I’m trying to hang some wall-mounted shelves. I’ve got these metal brackets that attach at either end of the length of the shelf, and I was hoping to put up 3 to 4 foot shelves, so I doubt they’ll hold up very well if the brackets aren’t screwed into a stud. I bought a stud finder, but I’m getting really erratic results.
I can consistently find a stud at one point at about 4 feet high, but there’s nothing at the same spot in the wall a few feet down. I can find another stud at that height about 48 inches across the wall (which makes sense assuming the studs are 24 inches apart), but I can’t consistently find anything between them, and I don’t think 48 inches between studs would satisfy any kind of building code. I get all kinds of unrepeatable results all over the place, which could be wires and whatnot. I’m tempted to just take a hammer to the wall and then patch the drywall and repaint, but it seems like a lot of work when I’m just renting the place.
In modern residential construction, I believe studs are normally 16” on center, not 24. But that still accounts for the two you may have found 48” apart.
What kind of stud finder are you using? There are some cheapie types that are just magnetic. They react to screws or nails holding the sheetrock on. These are very unreliable.
The better ones (which I believe use either inductance or ultrasonics to sense a change in the depth and/or density in the material) work fairly well. They typically run about $15 bucks at the local home depot type store.
If they aren’t working, there are a few things you can look for. Shine a light at a very close angle across the wall (i.e. hold the light very close to the wall and let shine across the surface). Any little imperfection in surface is highlighted this way, and you may be able to see the signs of where the sheetrock is nailed. Look for slight bulges or troughs that run in straight line down the wall, or slight round indentations in straight lines running down the walls. If you can see those, they are always over the studs.
If you can pry the baseboard off, you can frequently see the bottom of the studs in the slight gap between the sheetrock and the floor. Renailing the baseboard and running a bead of caulk along the top is a much simpler repair than patching a hole in the middle of the wall.
Lastly, measure out from both corners and mark (unobtrusively, of course) every 16 inches. The studs are usually laid out starting with one corner or the other. Do any of the marks fall on the spots you suspect of being studs? If so, they probably are.
Cheap stud finders use a small magnet, based on the assumption that the wallboard will be secured to the stud by steel nails or screws.
If you are getting inconsistent results, throw the silly thing away and use the “thump-until-it-doesn’t-shoud-hollow” method (or get a more sophisticated finder).
Are there any otlets in the area? Outlets are typically placed on one side of the stud or the other. rfemove the cover and figure out which side the outlet is on. As mentioned, most studs are spaced 16" on center.

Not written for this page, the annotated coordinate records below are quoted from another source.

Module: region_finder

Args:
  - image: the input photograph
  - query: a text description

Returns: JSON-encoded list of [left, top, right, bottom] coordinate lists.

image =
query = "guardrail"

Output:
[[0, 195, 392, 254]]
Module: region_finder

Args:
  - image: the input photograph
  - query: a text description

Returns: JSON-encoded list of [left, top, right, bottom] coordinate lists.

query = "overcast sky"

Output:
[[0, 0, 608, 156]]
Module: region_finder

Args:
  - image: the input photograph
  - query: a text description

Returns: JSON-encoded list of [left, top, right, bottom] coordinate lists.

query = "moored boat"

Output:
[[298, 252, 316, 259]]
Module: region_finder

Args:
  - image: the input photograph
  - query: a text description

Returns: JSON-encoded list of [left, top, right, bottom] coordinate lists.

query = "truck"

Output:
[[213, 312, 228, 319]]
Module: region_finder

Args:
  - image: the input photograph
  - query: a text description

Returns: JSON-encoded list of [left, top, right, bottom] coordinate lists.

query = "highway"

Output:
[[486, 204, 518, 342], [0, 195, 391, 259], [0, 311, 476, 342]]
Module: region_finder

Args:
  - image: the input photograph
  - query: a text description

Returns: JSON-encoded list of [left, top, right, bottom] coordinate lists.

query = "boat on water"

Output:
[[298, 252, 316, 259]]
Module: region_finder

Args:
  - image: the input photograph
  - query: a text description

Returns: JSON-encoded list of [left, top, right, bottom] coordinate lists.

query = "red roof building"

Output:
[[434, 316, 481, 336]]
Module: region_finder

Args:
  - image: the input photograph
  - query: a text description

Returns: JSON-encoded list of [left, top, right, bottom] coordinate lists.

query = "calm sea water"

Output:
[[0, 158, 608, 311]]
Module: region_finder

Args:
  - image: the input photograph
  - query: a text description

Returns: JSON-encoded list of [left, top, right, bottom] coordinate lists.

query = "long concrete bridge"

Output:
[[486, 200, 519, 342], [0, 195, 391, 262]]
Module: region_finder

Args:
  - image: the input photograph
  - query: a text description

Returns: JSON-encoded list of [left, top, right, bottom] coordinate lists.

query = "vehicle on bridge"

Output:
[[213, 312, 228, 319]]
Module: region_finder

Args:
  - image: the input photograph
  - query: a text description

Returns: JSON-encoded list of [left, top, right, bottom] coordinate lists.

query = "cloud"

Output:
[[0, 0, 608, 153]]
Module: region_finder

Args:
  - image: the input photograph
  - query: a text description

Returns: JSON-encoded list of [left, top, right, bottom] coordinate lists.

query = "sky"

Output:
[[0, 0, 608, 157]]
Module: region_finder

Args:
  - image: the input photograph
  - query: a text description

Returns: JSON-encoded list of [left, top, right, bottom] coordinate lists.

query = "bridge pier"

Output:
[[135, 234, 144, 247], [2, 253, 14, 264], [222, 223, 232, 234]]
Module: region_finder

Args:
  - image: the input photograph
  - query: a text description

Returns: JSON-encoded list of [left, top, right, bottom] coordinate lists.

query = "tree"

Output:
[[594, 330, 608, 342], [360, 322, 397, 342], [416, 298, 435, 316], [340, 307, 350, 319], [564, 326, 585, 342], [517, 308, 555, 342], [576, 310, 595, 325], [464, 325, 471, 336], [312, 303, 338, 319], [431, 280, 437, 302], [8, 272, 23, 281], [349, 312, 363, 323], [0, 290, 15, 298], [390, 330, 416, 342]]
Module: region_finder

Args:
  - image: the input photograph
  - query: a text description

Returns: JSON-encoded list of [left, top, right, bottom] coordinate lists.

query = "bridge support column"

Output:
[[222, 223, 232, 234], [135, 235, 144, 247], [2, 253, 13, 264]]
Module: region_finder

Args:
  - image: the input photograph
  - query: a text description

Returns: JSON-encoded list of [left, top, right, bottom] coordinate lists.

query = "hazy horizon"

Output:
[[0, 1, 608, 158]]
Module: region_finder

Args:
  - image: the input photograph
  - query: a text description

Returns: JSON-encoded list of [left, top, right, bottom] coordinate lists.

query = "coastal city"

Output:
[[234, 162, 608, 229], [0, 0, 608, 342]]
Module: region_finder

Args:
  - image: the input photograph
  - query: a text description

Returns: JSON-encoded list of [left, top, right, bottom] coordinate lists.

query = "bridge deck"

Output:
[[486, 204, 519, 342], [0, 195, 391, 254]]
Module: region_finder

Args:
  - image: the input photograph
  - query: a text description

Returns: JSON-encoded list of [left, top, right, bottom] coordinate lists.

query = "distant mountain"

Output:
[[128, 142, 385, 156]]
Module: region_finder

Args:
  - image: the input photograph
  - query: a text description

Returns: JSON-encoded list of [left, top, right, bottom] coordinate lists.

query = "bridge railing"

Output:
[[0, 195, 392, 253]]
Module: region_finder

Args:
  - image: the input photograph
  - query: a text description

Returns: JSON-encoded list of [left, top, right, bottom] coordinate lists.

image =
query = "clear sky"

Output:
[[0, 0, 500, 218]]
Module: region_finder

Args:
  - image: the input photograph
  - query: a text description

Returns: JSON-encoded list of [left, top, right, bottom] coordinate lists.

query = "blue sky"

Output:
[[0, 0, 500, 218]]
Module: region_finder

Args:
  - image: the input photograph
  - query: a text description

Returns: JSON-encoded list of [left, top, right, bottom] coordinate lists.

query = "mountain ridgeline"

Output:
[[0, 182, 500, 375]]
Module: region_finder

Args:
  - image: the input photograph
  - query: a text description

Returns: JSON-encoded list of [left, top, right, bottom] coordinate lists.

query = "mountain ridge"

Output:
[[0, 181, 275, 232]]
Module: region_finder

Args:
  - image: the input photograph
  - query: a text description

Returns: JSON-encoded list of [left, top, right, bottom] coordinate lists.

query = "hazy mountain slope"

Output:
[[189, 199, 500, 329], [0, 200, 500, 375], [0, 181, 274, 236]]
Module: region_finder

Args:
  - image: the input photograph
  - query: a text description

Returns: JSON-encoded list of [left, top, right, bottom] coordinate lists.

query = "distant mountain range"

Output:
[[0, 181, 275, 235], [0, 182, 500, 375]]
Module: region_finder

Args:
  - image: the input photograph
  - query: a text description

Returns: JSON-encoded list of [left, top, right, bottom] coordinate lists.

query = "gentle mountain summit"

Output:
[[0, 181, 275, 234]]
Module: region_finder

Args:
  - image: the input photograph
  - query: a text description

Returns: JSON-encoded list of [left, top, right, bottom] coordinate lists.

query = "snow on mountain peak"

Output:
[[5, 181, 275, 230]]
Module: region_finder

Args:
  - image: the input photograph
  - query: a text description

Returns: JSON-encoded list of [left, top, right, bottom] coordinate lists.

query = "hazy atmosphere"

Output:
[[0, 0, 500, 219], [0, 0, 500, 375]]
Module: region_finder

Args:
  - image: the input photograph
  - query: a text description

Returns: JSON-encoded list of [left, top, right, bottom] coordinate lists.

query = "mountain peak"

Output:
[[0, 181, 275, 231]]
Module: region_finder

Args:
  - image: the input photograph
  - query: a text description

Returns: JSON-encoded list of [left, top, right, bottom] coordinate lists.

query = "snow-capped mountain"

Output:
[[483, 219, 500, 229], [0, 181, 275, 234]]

That is what I did when I put up wall mounted shelves
I’d also recommend a good electronic stud finder. I picked mine up at Lowe’s for something like $10-$20.00, it’s been awhile, and not sure. It works quite well. Most codes require 16" studs on center for the perimeter on the lower story for two story homes. One story homes are nearly always 16" or 24" for the perimeter. For interior walls, they generally go with 24"O.C. here.
If I read this correctly, you found something at 48" up from the floor. This would probably be fire-blocking or nailer blocks for the sheetrock, which would explain why you don’t find them lower or higher.
Magnetic studfinders only react to the nails or screws in the gypboard. Go slowly across your wall at a height that is NOT 48" until you get a reading. Mark the spot with a pencil. Move 16" to either side and move slowly up and down until you get another reading. If that doesn’t work, go to 24" and try it again.